Il primo impulso, pertanto, può essere di limitarsi al silenzio, guardando i diversi modi in cui quel colore e quella realtà si parano innanzi e i diversi modi in cui l’artista ha raccolto in immagine, attraverso un cortometraggio, la realtà di quel territorio: un fiore, una Madonna, i rovi, i binari, le traversine, i vagoni colorati e molto altro accompagnato da un sostrato di suoni elaborati dalla presa diretta in natura. 

Se la natura in sé non esiste ma la abbiamo come espressione e ambiente del noi, un contributo che Zijad Ibrahimovic ci dona con l’allestimento di Acquarossa è la proposta della natura delle cose quale espressione della sua personalità. Io vedo, cioè, un lavoro di assoggettamento delle cose e un impulso a conferire loro una nuova natura, vita e quindi oggettualità.

Trasferendoci da un lavoro all’altro vediamo prendere forma il modo in cui, nell’arte di Zijad Ibrahimovic, vivono le cose: vivono per lui, per noi, per se stesse. Nel video, il cui titolo è ‘Fiori a volte’, le cose sono i soggetti riconoscibili che ho già citati (un fiore, una Madonna…); nelle altre opere le cose diventano il supporto sul quale l’artista interviene, come dice lui, con la sua sovrascrittura. Il cortometraggio le raccoglie nell’immagine e le trasferisce al nostro sguardo; il libro è il piatto, il vassoio, il cesto dove viene apposto il nero che cancella il testo stampato; è, in questo modo, supporto della pittura ma è anche oggetto che si dispone su una superficie, esprimendo la propria capacità compositiva attraverso la propria specifica qualità oggettuale. 
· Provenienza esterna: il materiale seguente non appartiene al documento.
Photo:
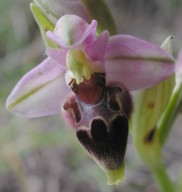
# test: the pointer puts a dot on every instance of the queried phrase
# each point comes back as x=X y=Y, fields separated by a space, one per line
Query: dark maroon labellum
x=100 y=114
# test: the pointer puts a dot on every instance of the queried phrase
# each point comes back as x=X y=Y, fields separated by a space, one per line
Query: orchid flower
x=89 y=79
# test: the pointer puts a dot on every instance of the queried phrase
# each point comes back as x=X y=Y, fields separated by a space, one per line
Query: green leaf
x=150 y=105
x=170 y=115
x=99 y=11
x=44 y=25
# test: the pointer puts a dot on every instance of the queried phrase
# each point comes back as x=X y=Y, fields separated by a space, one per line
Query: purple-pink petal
x=97 y=49
x=58 y=55
x=40 y=91
x=72 y=31
x=178 y=69
x=136 y=63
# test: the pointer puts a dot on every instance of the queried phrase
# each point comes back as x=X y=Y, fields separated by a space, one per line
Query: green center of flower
x=76 y=62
L’allestimento di Acquarossa si intitola ‘Sovrascritture’: il nero scrive sulla pagina di carta e sulla pagina di testo scritto; il libro sovrascrive una trama formale in un campo visivo; i chiodi che fissano i libri sovrascrivono una punteggiatura metrica, quindi una misura spaziale e un ritmo. 

In un’altra stanza dell’allestimento vediamo una composizione fatta di una serie di vetri, circondati dai rispettivi telai, utilizzati per la loro disponibilità a contenere segni grafici o meglio grafemi che credo siano inventati e che si aggiungono, si adagiano e si sommano a ciò su sui sono composti. 

Vi è poi il grande tappeto che sembra essere stato oltremodo utilizzato, sottoposto a una serie di trattamenti che, se leggo bene, hanno cercato di trasformarlo in un quadro. 

Il concetto di quadro, inteso come opera pittorica, sembra essere un’area di destinazione del lavoro attraverso il quale Zijad Ibrahimovic sta in relazione con la realtà. Le lamelle di metallo ossidato diventano un quadro minimale; i listelli di vetro, legno, carta e cartone disposti verticalmente e fissati con spilli e chiodini vogliono creare un quadro dedicato alla vibrazione di alcune tonalità di grigio, verde e marrone; anche la disposizione di brandelli di tettoia , con un piglio che attinge pesantemente alla tradizione linguistica dell’arte povera, sembrano volersi proporre a noi fruitori come una peculiare tipologia di quadro. 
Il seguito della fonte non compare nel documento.